Mario Draghi’s tenure as president of the European Central Bank is drawing to a close. Appointed at the height of the euro crisis in 2011, his eight-year term expires in a year’s time. For a brief period, especially in 2017, the single currency area appeared to have escaped its woes, allowing the former Italian central banker a calmer end to his office than its tempestuous beginning. But now his final year at the helm of the ECB looks set to be anything but relaxed.
One worry is that the eurozone economy has been losing momentum after growing by 2.4 per cent in 2017. Though a canter rather than a gallop, this was the fastest for a decade. The euro area at last seemed to have put behind it the twin traumas of first the financial crisis that came to a head in 2008, and then the acute phase of the euro crisis in 2010-12. For once the European monetary union could boast higher GDP growth than America.
That bright picture has dimmed this year. Already slowing in the first half of 2018, the eurozone economy grew by a mere 0.2 per cent in the third quarter, a far cry from the 0.7 per cent that it managed in the final three months of 2017. Business surveys such as those of purchasing managers reveal a disappointing start to the fourth quarter, with an ebbing of output growth in October to its lowest for over two years according to IHS Markit, an information provider. Manufacturing is doing especially badly. The eurozone is suffering from lower demand for its exports, stemming from a slowing Chinese economy and trade tensions.
Despite the loss of economic momentum, the ECB is holding firm to the strategy for monetary policy that it set out in June. Speaking at the press conference after its governing council met on 25th October, Draghi reaffirmed that the central bank still anticipated ending quantitative easing—purchasing bonds by creating money—at the end of this year.
That has disappointed those calling for yet another extension of QE, which began in March 2015 and was originally supposed to end in September 2016. Yet even though the purchases (which have already subsided from a torrent of €80bn a month between April 2016 and March 2017 to a current dribble of €15bn a month) will shortly cease, monetary policy will remain extraordinarily lax. The ECB will no longer be adding to its pile of assets but it will keep the stock steady at €2.6 trillion (over double the original planned amount) by reinvesting the proceeds of maturing bonds. And it expects to keep interest rates at their all-time lows, which includes a deposit rate of minus 0.4 per cent—meaning that banks in effect have to pay for leaving money with the ECB—at least through next summer.
“There is a limit to what monetary policy can achieve in any jurisdiction, let alone an ill-constructed currency union”The bigger worry for Draghi is the resurgence of political tensions within the currency union. Another reason why last year went so swimmingly was that in a string of national elections starting in the Netherlands, Europeans did not follow the populist revolt of Britain in the referendum of June 2016. Crucially, the French elected the pro-European Emmanuel Macron as president in May 2017. But the impetus to strengthening the institutional underpinning of the euro area that Macron so confidently hoped to achieve has largely faltered. More important, a populist uprising did shake Italy in March 2018, bringing a coalition government to power this summer which is now embroiled in a conflict with the European Commission over its rule-breaking budget.

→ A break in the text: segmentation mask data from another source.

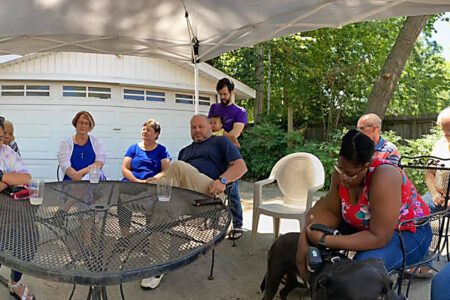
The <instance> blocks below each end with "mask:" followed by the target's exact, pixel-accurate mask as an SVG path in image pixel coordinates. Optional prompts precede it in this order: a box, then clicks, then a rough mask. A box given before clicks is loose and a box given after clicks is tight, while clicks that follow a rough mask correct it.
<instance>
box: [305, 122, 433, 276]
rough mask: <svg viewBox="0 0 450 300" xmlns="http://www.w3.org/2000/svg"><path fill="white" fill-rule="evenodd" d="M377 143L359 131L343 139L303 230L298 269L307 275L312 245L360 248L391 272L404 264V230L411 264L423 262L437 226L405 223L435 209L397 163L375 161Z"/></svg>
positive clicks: (382, 159) (346, 134)
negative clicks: (379, 260) (373, 153)
mask: <svg viewBox="0 0 450 300" xmlns="http://www.w3.org/2000/svg"><path fill="white" fill-rule="evenodd" d="M373 151H374V144H373V141H372V140H371V139H370V138H369V137H367V136H366V135H364V134H363V133H361V132H359V131H357V130H355V129H353V130H350V131H349V132H347V134H346V135H345V136H344V137H343V138H342V144H341V149H340V152H339V159H338V161H337V163H336V164H335V166H334V169H335V170H334V173H333V175H332V177H331V187H330V191H329V192H328V194H327V196H325V198H323V199H321V200H319V201H318V202H317V204H316V205H315V206H314V207H313V208H312V209H311V211H310V212H309V214H308V218H307V226H306V227H307V228H306V230H303V231H302V233H301V234H300V238H299V244H298V251H297V268H298V269H299V272H300V274H301V275H302V277H304V278H306V276H305V275H306V271H305V270H306V263H305V262H306V259H305V258H306V253H307V249H308V246H309V245H310V244H312V245H317V246H320V247H327V248H333V249H343V250H351V251H356V252H357V253H356V255H355V257H354V259H355V260H365V259H367V258H378V259H381V260H382V261H383V262H384V264H385V266H386V268H387V269H388V270H389V271H390V270H393V269H396V268H399V267H400V266H401V265H402V260H403V259H402V250H401V246H400V240H399V237H398V231H397V230H396V229H399V230H401V231H402V237H403V240H404V244H405V247H406V253H407V257H406V259H407V264H411V263H414V262H417V261H419V260H421V259H422V258H423V257H424V256H425V254H426V253H427V250H428V247H429V245H430V243H431V236H432V233H431V228H430V226H429V225H427V226H422V227H417V228H416V227H412V226H408V225H405V226H402V227H401V228H399V223H400V222H402V221H404V220H408V219H412V218H415V217H422V216H426V215H428V214H429V213H430V212H429V209H428V207H427V205H426V204H425V203H424V202H423V201H422V199H421V198H420V196H419V195H418V194H417V192H416V188H415V187H414V185H413V184H412V183H411V181H410V180H409V179H408V177H407V176H406V174H405V173H404V172H403V170H401V169H400V168H398V167H397V166H395V165H394V164H392V163H390V162H388V161H387V160H383V159H380V158H375V159H372V154H373ZM314 223H319V224H324V225H326V226H329V227H332V228H338V229H339V230H340V231H341V233H342V235H336V236H335V235H324V234H323V233H322V232H320V231H315V230H311V229H310V226H311V225H312V224H314Z"/></svg>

For Draghi the Italian standoff must feel like groundhog day. Once again markets are fretting about the eurozone’s third biggest economy laden by public debt (the second highest in the zone after Greece as a share of GDP)—just as they were doing when he took over at the ECB on 1stNovember 2011. Then, Italy appeared close to the brink of being forced out of the currency union as bond yields reached oppressive highs. A change of leadership, replacing the discredited Silvio Berlusconi with a technocratic government led by Mario Monti, was vital in restoring confidence. Seven years later, however, the populist coalition of the League, led by Matteo Salvini, and the Five Star Movement, led by Luigi Di Maio, has adopted a budget that has put it on a collision course not just with the Commission but also with bond markets. The all-important spread between Italian and German 10-year government bond yields has widened to three percentage points.

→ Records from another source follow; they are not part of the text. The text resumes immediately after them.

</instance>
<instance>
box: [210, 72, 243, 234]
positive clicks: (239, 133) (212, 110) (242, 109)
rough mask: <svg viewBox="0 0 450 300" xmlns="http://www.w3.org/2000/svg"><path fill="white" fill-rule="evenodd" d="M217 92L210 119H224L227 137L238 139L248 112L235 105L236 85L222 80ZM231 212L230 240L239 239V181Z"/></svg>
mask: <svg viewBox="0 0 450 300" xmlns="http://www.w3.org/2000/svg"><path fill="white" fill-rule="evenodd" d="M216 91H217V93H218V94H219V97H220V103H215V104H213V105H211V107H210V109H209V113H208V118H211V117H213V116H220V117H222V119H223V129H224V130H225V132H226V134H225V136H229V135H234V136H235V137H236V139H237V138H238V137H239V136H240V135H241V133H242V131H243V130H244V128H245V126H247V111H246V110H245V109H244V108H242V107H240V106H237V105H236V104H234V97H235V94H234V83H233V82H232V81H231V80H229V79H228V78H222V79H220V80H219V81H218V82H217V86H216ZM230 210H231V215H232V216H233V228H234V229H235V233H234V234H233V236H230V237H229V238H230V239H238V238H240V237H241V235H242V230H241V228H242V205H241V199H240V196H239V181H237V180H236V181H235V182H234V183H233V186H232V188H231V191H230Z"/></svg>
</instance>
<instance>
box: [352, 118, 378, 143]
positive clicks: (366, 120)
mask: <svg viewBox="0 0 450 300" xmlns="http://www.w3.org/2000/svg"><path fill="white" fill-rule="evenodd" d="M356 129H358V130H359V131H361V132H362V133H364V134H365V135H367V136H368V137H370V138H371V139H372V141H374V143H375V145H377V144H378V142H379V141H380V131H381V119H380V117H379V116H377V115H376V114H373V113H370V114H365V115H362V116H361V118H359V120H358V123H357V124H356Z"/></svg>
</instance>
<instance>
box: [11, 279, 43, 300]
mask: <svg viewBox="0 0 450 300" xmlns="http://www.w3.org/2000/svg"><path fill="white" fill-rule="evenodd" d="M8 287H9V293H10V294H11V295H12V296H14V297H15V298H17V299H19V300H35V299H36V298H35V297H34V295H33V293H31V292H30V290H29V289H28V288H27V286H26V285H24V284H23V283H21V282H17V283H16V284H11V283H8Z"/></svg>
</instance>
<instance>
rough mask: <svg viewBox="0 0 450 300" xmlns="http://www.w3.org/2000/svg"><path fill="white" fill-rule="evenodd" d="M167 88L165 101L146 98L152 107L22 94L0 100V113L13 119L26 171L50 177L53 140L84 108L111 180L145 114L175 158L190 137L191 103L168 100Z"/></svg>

Draghi’s difficulty is that there is very little that the ECB can do to settle the renewed Italian crisis and the threat that it poses to the monetary union. Extending QE would undoubtedly help. The omnipresence of such a big and persistent purchaser has tamed bond markets over the past three years, providing a vital helping hand to the economies of southern Europe that fared so badly during the crisis. But QE is a monetary policy designed for the euro area as a whole, to combat overly low inflation. If anything, the flare-up in Italian bond markets makes it harder for the ECB to change tack by extending QE into 2019, because it could be interpreted as rewarding an intransigent government.
Draghi does have at his disposal a tool specifically designed to help individual economies under pressure from bond vigilantes. The ECB could deploy the OMT (outright monetary transactions) policy, which gave substance to Draghi’s “whatever it takes” pledge in July 2012 that proved to be the turning point in the euro crisis. OMT allows the central bank to buy if necessary unlimited amounts of sovereign bonds (with a residual maturity of between one and three years) in an economy under siege from the markets. But that as yet unused weapon is subject to a crucial precondition. The country in question must in effect become a ward of court by entering into a special economic and fiscal programme overseen by the euro area’s rescue fund, the European Stability Mechanism. For Italy’s populist coalition government that would be anathema.

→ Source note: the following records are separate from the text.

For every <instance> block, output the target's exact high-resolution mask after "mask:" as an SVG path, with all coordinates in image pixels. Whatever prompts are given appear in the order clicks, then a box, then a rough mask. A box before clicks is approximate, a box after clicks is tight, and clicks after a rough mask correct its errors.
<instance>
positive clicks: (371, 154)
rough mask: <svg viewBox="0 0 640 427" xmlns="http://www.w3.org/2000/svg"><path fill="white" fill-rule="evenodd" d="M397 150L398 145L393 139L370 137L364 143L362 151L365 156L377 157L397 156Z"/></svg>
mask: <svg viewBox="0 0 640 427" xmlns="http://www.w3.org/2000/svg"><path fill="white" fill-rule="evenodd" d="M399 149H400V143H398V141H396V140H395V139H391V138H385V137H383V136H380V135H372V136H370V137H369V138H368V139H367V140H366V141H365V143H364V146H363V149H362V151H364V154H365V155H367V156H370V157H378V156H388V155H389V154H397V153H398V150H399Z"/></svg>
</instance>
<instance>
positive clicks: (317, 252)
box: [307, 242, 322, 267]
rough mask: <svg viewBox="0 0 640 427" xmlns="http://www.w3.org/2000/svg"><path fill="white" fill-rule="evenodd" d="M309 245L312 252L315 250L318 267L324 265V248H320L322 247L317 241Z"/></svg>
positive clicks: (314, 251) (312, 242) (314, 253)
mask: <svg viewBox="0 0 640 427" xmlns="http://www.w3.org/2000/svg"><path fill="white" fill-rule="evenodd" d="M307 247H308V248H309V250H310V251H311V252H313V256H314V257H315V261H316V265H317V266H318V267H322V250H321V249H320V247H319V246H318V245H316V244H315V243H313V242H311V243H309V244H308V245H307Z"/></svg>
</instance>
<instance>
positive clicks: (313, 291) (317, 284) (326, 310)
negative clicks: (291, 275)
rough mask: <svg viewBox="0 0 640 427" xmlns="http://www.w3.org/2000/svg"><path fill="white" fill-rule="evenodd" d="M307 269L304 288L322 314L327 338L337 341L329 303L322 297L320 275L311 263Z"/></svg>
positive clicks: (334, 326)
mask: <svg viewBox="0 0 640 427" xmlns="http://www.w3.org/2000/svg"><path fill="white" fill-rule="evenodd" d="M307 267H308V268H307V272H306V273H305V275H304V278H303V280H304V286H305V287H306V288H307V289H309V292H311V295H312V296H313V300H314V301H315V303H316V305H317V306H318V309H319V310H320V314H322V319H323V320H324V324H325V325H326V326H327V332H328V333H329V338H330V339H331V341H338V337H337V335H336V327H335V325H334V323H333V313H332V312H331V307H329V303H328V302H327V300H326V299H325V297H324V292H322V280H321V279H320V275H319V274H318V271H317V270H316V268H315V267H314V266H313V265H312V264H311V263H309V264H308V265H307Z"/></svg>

More than anyone else, Draghi deserves credit for keeping the euro area intact through proactive policies such as OMT to backstop the single currency and the adoption of QE to resuscitate growth. But there is a limit to what monetary policy can achieve in any jurisdiction, let alone an ill-constructed currency union beset by national tensions between those members that have gained, such as Germany, and those that have lost such as Italy. That is why the re-emergence of the Italian problem makes a sobering backdrop for Draghi’s final year in office.